I understand it as such, that you must present questions to the user for interaction and in future the system will predict the right answer? I’m missing the real world examples for using this plugin. But it is a serious question no cynicism!
Maybe like here? Let the computer tell you what is on a picture.
Finally a real life business case, now I’m all in :-).
I understand it for pictures (that’s basically what we are helping Google with by helping them on all the captcha questions), but I would still struggle with all other examples not involving pictures. I’m sure there are more cases … but it seems to be beyond my head using them.
Where do you get that idea from???
As the captcha answers must already be known for the captcha to work that is incorrect.

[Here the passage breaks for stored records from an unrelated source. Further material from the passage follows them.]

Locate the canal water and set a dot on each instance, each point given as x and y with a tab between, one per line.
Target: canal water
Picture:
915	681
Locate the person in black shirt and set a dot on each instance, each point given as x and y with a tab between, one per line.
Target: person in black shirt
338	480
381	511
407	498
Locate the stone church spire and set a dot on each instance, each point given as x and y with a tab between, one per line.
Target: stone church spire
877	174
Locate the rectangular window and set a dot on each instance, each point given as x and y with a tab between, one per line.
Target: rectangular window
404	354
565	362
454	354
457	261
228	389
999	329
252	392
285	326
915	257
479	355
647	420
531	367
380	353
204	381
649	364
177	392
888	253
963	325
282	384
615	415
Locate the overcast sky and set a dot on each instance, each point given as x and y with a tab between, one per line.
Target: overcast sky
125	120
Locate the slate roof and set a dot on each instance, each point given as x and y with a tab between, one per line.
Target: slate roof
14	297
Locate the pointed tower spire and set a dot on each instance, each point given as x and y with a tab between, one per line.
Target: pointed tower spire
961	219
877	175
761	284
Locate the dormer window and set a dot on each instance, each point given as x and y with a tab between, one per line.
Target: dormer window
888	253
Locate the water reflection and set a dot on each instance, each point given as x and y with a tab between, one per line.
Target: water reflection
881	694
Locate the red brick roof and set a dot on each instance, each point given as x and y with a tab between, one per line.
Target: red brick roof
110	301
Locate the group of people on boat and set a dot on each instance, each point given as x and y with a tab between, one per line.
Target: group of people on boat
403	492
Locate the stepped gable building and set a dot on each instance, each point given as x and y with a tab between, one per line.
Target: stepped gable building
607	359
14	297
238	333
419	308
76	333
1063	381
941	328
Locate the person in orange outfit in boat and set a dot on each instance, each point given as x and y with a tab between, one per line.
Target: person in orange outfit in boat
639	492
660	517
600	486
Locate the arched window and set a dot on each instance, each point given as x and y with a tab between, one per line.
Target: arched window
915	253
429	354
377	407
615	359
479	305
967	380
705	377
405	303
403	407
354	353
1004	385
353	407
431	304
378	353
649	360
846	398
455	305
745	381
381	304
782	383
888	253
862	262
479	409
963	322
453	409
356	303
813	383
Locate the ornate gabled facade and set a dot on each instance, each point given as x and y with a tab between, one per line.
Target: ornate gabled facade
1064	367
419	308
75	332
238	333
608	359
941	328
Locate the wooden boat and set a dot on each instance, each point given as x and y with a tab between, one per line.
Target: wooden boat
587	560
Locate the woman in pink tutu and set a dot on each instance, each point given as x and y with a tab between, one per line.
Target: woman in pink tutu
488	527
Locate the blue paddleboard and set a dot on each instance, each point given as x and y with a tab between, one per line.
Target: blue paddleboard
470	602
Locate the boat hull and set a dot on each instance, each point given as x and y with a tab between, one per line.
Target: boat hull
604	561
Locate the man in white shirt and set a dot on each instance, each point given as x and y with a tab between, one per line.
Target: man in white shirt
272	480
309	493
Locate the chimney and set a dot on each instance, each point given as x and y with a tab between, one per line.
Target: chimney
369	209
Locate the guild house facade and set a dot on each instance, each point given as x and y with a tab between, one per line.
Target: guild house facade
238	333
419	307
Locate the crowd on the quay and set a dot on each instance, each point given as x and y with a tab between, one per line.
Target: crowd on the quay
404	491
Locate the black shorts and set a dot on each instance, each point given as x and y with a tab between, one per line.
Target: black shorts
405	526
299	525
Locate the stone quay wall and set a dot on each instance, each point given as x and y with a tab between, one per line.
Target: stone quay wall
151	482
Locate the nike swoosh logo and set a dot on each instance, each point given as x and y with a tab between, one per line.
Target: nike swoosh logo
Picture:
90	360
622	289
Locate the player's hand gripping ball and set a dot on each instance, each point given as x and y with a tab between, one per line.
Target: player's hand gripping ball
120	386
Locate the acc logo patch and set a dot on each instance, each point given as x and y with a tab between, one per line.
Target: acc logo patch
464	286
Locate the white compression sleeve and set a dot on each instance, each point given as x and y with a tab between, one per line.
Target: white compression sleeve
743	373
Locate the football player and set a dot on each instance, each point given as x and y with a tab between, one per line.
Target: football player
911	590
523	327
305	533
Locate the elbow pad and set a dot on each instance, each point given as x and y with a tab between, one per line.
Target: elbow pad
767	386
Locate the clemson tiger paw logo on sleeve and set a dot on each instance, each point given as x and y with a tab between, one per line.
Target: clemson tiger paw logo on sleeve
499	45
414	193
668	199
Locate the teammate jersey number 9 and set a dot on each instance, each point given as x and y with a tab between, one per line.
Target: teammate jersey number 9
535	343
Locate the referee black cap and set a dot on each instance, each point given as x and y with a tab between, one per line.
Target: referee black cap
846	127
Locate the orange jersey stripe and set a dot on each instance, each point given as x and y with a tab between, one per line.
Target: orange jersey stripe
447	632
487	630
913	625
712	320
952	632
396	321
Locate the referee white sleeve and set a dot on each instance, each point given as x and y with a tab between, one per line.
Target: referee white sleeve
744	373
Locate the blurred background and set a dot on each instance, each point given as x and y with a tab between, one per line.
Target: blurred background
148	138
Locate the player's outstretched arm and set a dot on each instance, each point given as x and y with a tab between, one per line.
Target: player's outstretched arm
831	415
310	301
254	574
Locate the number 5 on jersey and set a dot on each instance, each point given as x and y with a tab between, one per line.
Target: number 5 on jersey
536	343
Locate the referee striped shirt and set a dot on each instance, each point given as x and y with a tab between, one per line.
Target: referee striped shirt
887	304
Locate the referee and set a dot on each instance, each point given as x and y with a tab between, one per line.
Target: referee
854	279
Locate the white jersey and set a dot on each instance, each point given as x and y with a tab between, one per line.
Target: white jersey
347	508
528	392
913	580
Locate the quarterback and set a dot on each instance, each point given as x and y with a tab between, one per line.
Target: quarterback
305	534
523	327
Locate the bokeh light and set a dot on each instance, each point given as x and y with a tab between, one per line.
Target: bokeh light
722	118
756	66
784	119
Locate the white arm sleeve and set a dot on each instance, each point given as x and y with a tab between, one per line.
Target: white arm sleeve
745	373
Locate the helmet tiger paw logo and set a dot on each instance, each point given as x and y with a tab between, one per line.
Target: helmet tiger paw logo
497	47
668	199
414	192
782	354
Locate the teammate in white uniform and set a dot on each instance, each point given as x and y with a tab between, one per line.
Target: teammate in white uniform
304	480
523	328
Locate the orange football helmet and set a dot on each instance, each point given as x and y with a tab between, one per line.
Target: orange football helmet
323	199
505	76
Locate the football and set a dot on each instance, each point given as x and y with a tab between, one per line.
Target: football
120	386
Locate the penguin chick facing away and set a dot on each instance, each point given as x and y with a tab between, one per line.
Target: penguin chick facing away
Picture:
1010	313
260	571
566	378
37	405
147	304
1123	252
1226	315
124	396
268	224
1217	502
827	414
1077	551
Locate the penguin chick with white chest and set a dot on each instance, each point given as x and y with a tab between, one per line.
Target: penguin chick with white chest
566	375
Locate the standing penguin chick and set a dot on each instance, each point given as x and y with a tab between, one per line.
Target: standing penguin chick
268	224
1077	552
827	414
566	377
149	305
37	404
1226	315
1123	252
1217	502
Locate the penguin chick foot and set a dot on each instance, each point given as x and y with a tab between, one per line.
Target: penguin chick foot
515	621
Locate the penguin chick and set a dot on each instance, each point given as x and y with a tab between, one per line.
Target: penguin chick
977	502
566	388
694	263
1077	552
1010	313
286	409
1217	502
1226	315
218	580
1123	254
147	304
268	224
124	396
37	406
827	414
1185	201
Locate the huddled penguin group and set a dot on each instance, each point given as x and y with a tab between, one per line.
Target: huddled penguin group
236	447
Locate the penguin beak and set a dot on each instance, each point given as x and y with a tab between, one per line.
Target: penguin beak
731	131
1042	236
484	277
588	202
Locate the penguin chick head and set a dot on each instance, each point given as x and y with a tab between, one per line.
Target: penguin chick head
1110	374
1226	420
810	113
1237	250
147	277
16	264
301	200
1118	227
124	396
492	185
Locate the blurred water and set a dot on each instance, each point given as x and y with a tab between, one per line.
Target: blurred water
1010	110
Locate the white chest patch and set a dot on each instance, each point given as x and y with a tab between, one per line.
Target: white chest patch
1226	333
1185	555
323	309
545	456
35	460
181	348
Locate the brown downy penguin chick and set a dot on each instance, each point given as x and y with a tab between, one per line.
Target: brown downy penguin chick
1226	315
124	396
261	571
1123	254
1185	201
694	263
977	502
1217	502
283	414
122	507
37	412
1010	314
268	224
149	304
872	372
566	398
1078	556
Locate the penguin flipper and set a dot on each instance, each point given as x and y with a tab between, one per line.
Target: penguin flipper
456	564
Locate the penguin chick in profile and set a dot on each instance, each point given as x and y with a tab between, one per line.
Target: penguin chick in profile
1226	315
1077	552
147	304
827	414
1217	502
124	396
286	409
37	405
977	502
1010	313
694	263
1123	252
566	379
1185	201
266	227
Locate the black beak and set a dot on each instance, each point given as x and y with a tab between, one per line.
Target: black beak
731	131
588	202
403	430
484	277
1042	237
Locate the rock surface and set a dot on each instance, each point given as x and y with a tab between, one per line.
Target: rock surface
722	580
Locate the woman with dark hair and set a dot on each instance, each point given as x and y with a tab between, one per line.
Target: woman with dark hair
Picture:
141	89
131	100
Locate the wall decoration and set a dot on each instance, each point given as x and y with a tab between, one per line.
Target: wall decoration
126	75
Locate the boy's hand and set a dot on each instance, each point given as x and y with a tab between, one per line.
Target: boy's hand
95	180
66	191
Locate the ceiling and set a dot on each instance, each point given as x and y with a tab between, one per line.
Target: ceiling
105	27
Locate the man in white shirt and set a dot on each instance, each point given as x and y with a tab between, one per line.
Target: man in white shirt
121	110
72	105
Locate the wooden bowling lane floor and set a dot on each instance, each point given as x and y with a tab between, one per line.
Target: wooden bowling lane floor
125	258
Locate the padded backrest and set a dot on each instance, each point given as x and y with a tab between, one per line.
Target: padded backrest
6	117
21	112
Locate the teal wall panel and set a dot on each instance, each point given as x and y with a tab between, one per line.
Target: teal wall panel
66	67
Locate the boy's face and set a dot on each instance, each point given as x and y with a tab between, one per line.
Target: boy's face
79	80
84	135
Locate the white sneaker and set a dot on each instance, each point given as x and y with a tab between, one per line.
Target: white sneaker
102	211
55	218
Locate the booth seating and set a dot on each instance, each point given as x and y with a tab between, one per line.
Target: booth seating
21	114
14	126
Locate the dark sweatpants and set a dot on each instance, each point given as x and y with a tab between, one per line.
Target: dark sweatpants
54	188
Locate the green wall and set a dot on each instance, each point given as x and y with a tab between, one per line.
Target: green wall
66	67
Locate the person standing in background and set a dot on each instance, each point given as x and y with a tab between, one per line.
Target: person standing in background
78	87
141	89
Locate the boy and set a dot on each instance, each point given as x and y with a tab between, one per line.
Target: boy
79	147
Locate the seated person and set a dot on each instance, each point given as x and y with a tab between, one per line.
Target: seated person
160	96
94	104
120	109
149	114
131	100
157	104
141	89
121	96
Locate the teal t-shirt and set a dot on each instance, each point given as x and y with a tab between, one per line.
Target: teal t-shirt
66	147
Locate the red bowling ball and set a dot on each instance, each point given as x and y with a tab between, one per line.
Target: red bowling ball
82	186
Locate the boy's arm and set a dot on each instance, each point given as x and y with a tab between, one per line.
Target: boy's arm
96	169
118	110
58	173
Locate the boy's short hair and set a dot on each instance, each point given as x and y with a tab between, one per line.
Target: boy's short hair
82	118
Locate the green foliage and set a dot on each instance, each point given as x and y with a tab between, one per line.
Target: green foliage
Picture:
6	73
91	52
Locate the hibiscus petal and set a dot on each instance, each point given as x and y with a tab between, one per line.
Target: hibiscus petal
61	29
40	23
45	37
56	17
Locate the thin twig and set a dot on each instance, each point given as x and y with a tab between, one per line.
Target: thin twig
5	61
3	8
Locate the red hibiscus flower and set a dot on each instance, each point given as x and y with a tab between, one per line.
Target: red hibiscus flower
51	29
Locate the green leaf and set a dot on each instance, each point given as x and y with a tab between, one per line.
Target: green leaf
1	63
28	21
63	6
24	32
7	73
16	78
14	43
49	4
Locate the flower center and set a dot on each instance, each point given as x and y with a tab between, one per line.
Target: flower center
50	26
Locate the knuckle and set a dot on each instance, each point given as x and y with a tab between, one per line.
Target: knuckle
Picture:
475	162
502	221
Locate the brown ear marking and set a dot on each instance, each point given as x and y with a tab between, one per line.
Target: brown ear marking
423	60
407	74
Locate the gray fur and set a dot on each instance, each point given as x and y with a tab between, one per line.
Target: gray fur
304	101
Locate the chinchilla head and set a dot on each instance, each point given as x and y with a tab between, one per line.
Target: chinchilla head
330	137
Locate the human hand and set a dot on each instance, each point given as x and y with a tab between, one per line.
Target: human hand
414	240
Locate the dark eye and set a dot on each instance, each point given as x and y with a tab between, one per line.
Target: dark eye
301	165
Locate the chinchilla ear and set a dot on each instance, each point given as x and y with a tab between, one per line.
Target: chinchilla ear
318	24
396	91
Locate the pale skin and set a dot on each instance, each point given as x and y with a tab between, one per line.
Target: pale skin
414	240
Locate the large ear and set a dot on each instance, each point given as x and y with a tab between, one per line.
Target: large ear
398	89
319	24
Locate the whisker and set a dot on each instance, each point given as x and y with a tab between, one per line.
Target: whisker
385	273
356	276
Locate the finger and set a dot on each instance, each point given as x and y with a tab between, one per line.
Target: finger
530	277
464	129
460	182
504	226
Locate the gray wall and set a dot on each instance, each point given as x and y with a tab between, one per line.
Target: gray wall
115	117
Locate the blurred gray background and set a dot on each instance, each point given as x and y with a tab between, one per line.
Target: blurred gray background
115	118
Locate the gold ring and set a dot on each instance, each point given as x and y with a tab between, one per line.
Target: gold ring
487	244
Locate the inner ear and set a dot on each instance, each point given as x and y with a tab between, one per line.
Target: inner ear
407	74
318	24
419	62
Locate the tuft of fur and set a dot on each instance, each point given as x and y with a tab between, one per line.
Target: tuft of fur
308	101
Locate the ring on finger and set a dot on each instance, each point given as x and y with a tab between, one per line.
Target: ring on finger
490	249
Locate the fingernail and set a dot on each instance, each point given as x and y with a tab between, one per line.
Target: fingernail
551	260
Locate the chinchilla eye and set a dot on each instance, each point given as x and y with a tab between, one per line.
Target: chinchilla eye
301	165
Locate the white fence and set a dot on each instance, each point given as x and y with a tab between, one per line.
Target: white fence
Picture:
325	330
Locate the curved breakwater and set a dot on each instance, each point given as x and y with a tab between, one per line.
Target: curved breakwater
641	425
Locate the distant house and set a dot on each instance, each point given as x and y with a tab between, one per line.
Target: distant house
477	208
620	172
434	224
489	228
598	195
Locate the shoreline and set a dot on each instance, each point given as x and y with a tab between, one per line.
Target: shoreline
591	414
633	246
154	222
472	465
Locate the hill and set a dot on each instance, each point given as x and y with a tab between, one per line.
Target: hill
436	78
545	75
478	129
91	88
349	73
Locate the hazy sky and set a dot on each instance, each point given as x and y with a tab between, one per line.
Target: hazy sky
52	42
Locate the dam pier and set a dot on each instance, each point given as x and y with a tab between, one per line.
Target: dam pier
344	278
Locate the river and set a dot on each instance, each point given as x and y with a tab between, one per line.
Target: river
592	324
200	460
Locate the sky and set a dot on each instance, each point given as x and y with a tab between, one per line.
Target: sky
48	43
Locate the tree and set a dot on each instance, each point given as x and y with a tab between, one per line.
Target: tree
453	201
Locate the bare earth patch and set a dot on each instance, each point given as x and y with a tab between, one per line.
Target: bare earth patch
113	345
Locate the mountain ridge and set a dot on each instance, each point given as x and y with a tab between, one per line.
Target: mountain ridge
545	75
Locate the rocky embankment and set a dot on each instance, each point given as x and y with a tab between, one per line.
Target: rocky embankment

Well, text based algorithms are available.
e.g. to detect language or the mood of a person, maybe even extra key elements like a date and location.
Another use case for the high performance neural network stuff in the A14/M1 chips are improvements to things like the Vision Framework for doing fast, real-time analysis of video like sports, fitness monitoring, etc – not for the ML side of training object “models” but just the raw power to do analysis based on already trained “models” – what can be done with the A14 (and presumably M1) is astounding on consumer priced devices like the new iPhones, iPads, and presumably now M1 machines as well.
The new Vision Framework stuff’s ability to do body/hand pose detection, moving object detection, etc is pretty amazing for the consumer price point.
Not necessarily, let‘s say the captcha needs 3 pictures showing cars and Google knows which 3 are really showing cars that‘s enough to let you in. But they might show a forth picture where they are not sure what it is showing. If enough people are always marking this 4th picture than it is most likely a car as well and they are getting further information from us for free.
You might want to browse more deeply into what ML is with the info here:
I’ve read somewhere that was the main idea behind captcha in the first place. To improve the detection…
@Tim_Jones My emphasize was on: I’m missing the real world examples for using this plugin ;-). I personally see less business cases for my customers to train what are porn pics and what not :-).
For instance, could this plugin help us in fine-tuning the layout of an app dynamically per user? A few ideas:
- You have a list of preferences for the user: could we sort that list as such that those preferences the user is changing often on the top.
- We have tabs in our app. Content in those tabs is not following a certain logic, it is just what we build for the user. But one user is all the time using the tab at the end of the list, could the app learn that and change the sort of the tabs?
I know that we can solve the above examples with a simple counting of the accesses, but it is just an example. I’m just missing how to use this machine learning in real life Xojo apps.
Me too. That’s why I was referencing ‘abstract’ pattern recognition. On the other hand, maybe I can use it to develop a ‘creative’ accounting option.
Ah - I was a bit too quick on the draw, then.
There is a very nice introduction into ML at the Apple site:
Apple Core ML
And btw. I like it that already someone (Christian) takes care about this. I have several “real life” problems - starting from predicting stocks and ending in making personal decisions.
I think the biggest problem we have is to get sufficient input data to train that thing.